From Sanford, Florida, NPR's Greg Allen reports that today's hearing coincided with a commemoration of what would have been Trayvon Martin's 18th birthday.

GREG ALLEN, BYLINE: Outside the county courthouse in Sanford today, there was singing.

(SOUNDBITE OF SONG, "AIN'T GONNA LET NO HATRED TURN ME AROUND")

UNIDENTIFIED GROUP: (Singing) I ain't going to let no hatred turn me around, no hatred, turn me around, no, turn me around...

ALLEN: More than a dozen singers representing churches and civil rights groups gathered to Mark Trayvon Martin's 18th birthday. It was one of a series of events to remember the teenager who, just under a year ago, was shot and killed in a Sanford townhome community where he was staying. George Zimmerman says he acted in self-defense during an altercation. He now awaits trial on second-degree murder charges. His lawyer says he'll probably ask for immunity from prosecution under Florida's Stand Your Ground law. Zimmerman was in court today, wearing a suit and striped tie. His lawyer, Mark O'Mara, also noted the significance of the day.

MARK O'MARA: Sometimes, we get caught up in everything that we do, and we lose fact of the sight of what happened that night. And no matter what, tragedy occurred, and that one family has a special burden to bear today.

ALLEN: But the main reason O'Mara was in court today was to ask for more time, for a continuance that would delay the trial till November.

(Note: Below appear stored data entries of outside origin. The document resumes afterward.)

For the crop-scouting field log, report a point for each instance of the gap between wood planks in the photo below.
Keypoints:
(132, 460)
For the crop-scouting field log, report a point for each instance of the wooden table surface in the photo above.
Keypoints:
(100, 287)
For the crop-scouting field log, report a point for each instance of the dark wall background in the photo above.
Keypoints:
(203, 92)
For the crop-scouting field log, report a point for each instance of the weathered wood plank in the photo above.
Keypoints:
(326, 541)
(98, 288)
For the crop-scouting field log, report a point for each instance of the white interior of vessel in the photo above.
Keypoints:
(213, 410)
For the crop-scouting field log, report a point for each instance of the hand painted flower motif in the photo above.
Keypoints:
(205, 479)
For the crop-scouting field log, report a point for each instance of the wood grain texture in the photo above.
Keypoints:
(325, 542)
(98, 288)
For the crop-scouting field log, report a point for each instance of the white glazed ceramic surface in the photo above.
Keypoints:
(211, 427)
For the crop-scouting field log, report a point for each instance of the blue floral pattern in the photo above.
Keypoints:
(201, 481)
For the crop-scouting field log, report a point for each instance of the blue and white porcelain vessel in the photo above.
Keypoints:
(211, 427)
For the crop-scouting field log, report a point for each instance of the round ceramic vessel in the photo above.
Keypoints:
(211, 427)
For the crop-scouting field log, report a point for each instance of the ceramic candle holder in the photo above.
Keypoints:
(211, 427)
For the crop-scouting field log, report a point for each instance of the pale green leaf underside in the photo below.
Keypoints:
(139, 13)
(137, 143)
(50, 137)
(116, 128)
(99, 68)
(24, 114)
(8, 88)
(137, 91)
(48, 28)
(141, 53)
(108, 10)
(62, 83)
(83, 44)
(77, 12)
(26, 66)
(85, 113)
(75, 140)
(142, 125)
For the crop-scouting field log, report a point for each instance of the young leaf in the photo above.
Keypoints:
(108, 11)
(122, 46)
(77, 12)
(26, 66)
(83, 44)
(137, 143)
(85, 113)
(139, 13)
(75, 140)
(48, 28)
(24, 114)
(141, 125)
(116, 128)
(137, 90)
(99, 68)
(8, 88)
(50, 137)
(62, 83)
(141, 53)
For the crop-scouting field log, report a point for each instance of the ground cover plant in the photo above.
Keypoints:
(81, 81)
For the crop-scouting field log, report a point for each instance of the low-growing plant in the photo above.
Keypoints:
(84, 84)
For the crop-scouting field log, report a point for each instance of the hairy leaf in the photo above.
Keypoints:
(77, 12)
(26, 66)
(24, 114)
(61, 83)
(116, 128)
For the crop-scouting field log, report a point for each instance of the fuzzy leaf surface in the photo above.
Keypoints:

O'Mara complained to the judge about something he's brought up in court several times before, what he says is a lack of cooperation from prosecutors. He talked about the long delay in getting access to Trayvon Martin's cellphone and his phone records. Another contentious issue involves a key witness, Trayvon Martin's girlfriend, who says she was on the phone with the teenager minutes before he was killed.

O'Mara says prosecutors and the attorney for Trayvon Martin's family, Benjamin Crump, have dragged their feet in providing information about the girlfriend. In court, assistant state attorney Bernie de la Rionda vigorously opposed O'Mara's request for a delay.

BERNIE DE LA RIONDA: I find it ironic that the defense complains that they're now having to address all these issues that with all due respect to the defense, they helped create.

ALLEN: There was a delay, de la Rionda said, while a judge was removed and a new judge appointed, a chain of events that began when Zimmerman and his wife misled the court about their finances. And while he's filed requests for two gag orders, the prosecutor said, O'Mara has actively fed media interest in the case.

RIONDA: I've never had a case - maybe here in Central Florida, it's a normal thing -where the defense creates their own website, creates their own Facebook, creates their own Twitter and just publishes stuff out there, encourages discussion among various groups.

ALLEN: De la Rionda said all the publicity - plus a lack of money as Zimmerman's defense fund has dwindled - may be what's really behind O'Mara's request for more time. In the end, Judge Debra Nelson saw it de la Rionda's way. She denied the defense team's request, telling them the trial will begin as scheduled in June. O'Mara told the judge he'll do his best but can't possibly have expert witnesses ready in two months when he's said he expects to request a Stand Your Ground immunity hearing for his client.

After the hearing outside the courthouse, O'Mara acknowledged Zimmerman and his wife were almost out of money. The lack of funds and time, he said, make it increasingly difficult to mount a top-notch defense for his client.

O'MARA: So that's the conundrum that we're in. You know, unfortunately, we're going to now be trying this case without the experts we need to try it right, and maybe an appellate court will look at that. We'll see.

ALLEN: O'Mara says he's still confident George Zimmerman will be found innocent, but he's already looking at his options for a possible appeal. Greg Allen, NPR News, Sanford, Florida.